The event opened with Kinzey Posen, the Jewish community's perennial concert host, establishing, if there could be any doubt, that this would be an evening of Yiddish entertainment for a mainly Yiddish-speaking crowd.
"Veefel mentshen doh farshtayen Yiddish?" Posen, a Peretz School alumnus, asked at the outset. (How many people here understand Yiddish?)
Two-thirds of the audience, many of them graduates of the Yiddish-language Peretz School, quickly raised their hands.
The ever-witty Posen, a member of the internationally-renowned Finjan klezmer band, picked up on a news story about the reunion on page one of the Winnipeg Free Press that day: Marty Cooper, a 74-year-old onetime Peretz School student, invented the cellphone 30 years ago.
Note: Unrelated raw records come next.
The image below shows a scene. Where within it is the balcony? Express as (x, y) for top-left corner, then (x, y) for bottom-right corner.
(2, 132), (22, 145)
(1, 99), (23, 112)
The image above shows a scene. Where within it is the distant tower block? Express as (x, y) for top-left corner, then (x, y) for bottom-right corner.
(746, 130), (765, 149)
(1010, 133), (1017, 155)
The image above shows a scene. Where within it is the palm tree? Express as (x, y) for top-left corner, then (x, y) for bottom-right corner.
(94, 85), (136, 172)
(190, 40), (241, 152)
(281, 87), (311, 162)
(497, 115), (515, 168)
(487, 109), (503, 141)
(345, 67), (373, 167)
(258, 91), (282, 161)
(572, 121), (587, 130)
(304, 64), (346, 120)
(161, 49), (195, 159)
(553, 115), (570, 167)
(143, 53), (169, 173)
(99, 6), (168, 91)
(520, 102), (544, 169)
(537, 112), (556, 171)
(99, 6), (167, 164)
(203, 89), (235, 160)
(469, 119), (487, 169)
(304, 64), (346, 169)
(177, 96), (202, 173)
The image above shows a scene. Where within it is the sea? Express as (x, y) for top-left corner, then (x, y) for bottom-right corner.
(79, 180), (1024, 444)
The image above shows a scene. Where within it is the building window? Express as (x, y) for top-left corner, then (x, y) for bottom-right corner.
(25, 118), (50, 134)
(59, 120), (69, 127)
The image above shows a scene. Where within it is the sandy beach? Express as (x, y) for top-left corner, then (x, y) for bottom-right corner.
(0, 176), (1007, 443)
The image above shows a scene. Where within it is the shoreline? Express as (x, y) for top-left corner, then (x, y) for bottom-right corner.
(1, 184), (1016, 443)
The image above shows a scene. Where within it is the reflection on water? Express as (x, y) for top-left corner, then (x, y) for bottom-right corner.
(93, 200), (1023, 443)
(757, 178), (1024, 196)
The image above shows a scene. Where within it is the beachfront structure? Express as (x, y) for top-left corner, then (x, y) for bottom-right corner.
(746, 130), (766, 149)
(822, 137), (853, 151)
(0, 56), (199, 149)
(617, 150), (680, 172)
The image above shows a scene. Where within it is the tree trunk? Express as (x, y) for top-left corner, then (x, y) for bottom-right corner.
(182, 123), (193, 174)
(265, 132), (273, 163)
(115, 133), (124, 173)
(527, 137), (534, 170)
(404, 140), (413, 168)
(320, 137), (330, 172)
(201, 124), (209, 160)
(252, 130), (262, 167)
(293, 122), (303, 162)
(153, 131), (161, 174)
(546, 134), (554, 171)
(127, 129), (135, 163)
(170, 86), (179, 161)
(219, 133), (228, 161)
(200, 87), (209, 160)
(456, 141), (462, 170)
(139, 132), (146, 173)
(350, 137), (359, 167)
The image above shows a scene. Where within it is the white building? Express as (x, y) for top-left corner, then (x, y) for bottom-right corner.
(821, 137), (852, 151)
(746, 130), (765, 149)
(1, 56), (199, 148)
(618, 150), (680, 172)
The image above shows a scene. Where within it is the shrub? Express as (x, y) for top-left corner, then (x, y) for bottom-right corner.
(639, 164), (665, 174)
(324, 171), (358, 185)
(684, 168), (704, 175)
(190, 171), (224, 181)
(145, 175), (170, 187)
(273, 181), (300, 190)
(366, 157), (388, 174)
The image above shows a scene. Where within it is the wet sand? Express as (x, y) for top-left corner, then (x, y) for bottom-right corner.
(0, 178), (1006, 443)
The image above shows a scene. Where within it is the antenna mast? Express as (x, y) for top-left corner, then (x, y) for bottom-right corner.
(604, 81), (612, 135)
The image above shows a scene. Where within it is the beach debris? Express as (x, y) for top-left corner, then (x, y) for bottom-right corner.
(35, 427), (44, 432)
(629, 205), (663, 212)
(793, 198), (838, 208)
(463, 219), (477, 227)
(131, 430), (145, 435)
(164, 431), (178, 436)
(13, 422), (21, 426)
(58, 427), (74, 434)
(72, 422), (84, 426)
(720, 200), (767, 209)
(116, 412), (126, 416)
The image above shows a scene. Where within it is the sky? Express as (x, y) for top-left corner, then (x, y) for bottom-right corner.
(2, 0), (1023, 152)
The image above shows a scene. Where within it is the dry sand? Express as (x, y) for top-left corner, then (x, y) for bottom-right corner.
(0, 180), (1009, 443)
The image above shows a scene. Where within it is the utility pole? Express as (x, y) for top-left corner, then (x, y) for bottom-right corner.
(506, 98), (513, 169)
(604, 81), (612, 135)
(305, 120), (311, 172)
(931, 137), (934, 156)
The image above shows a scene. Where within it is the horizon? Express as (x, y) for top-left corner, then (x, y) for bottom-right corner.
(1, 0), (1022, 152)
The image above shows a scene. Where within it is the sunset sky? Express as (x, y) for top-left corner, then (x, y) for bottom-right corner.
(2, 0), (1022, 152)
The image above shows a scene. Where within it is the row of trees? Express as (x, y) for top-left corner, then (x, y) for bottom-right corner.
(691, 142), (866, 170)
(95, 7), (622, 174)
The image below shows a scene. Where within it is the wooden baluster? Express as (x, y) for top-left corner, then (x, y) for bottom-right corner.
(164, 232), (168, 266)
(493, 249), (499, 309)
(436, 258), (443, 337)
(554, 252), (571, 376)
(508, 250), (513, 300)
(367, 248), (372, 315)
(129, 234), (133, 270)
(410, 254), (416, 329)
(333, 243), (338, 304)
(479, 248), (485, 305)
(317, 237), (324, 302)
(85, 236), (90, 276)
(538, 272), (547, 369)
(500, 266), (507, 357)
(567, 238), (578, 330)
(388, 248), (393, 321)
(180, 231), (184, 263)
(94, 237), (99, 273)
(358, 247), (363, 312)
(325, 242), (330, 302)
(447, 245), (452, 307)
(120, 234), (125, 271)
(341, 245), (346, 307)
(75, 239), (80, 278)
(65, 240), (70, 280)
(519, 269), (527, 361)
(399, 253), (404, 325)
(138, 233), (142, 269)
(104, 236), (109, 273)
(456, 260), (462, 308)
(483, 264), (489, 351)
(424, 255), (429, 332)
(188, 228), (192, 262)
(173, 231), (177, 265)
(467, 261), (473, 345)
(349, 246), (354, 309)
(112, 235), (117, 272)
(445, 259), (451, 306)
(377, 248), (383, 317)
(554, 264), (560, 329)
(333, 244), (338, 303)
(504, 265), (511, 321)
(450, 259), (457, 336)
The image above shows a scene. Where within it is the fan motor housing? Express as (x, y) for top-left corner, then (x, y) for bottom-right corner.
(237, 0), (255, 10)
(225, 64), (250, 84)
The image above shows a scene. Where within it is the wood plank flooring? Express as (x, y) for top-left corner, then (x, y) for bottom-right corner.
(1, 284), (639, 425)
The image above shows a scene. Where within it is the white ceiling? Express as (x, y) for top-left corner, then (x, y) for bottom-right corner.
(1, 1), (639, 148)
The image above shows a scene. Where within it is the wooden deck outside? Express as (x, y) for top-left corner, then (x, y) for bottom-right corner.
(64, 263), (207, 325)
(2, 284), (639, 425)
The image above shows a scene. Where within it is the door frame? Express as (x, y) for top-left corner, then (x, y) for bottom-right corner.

Holding a cellphone, Posen "dialed" Cooper's California number, and the audience heard a phone ring. (In fact, Posen was calling his wife, Shayla Fink, who was also at the concert.)
"I've got Marty Cooper on the line," Posen told the audience. Then, he passed on Cooper's alleged message to concertgoers, to a roar of laughter: "He wants me to remind you to turn off your cell phones!"
Later, Posen uttered a line you can add to your collection of memorable Jewish jokes: "Does anybody know how to say 'vegetarian' in Yiddish?" he asked the crowd. "Feh!"
Norman Mittleman of San Fransisco, a baritone who debuted at New York's Metropolitan Opera, was the first U.S.-based celebrity in the concert lineup. Striding briskly on stage, the commanding, white-haired Mittleman opened with the theme song from Exodus.
Then, like entertainers who followed, he presented some Yiddish content; Mittleman brought down the house with the "Yiddish version" of Old Man River. Talented local pianist Ron Paley accompanied him and the other individual performers beautifully.
Next to hit the floorboards was Kenny Maslow. Now artistic director/choreographer of a theatre company based in San Fransisco, Maslow opened with another cute joke: "A waiter goes up to a group of Jewish ladies in a restaurant and says: 'Excuse me, ladies, is anything right?'"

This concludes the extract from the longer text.